On 3/18/2011 4:40 AM, Ian Eiloart wrote:
--On 17 March 2011 09:27:31 -0700 Marc Perkel <[email protected]> wrote:
I was just wondering why the mailfrom option wasn't allowed in recipient
callouts?
I'm not sure about this, but I think it's something like this:
mailfrom was introduced for sender verification callouts to work
around the situation where various clumsy and arguably rfc
non-compliant implementations of "bounce protection" cause the
callouts to break, by rejecting all bounce messages before DATA.
mailfrom wasn't deemed necessary for recipient verification callouts,
because they're supposed to be used internally to your site. That is,
the callout should be to a machine that you control in order to more
reliably determine whether the recipient is local to the site. We use
them to determine whether our list server will accept a message - it
avoids the need to put our list addresses into LDAP.
Since you're in control of the destination host, there doesn't seem to
be a need for mailfrom in recipient callout verifications.
My situation is that I'm doing front end spam filtering and I'm doing
recipient callouts to the destination server to verify the recipient
exists. That way if the recipient doesn't exist then I can reject at
SMTP time.
Right now I can choose either and empty sender or the original sender.

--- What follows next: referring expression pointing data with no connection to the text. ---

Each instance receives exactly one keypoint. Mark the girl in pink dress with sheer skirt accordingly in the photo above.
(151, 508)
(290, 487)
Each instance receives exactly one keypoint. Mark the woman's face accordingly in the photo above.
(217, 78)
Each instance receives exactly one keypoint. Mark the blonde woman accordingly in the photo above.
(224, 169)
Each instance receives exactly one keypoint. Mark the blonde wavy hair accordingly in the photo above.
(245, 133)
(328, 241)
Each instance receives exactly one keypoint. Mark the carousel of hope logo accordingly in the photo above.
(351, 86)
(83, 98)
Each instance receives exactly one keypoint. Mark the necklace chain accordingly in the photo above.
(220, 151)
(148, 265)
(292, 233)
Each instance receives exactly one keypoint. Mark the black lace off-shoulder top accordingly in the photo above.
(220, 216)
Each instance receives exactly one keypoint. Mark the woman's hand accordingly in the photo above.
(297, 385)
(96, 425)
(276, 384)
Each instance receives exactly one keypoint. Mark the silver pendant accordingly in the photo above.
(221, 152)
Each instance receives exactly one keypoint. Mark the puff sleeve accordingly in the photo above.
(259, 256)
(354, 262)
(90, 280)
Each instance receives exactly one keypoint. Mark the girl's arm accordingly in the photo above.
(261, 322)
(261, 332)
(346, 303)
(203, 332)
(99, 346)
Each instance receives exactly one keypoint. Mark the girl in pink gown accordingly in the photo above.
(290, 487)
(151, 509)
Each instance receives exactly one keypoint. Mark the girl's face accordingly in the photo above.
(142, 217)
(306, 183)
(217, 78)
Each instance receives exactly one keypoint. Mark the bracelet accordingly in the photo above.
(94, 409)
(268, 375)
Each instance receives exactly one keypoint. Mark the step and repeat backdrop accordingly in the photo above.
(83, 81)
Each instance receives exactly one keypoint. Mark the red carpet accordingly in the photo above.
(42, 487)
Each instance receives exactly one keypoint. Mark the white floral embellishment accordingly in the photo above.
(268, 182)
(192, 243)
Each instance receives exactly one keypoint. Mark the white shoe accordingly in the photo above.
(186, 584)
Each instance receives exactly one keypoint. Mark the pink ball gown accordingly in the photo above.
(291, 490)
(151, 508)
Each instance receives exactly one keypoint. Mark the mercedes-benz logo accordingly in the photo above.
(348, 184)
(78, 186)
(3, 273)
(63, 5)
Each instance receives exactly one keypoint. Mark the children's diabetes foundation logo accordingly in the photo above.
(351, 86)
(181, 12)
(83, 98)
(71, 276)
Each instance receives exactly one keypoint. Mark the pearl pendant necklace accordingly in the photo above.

I've had some problems with empty sender because some people mistake
recipient verification for sender verification and do strange things
with it. Passing the original sender works better but because the
caching stores sender recipient pairs there are more callouts that could
be avoided.
I'd like to try passing a fixed mailfrom address like
[email protected] and see how that works. It would
also have other advantages when the people on the recipient end sees the
logs they know what I'm doing.
Maybe I should suggest it be added to the next Exim?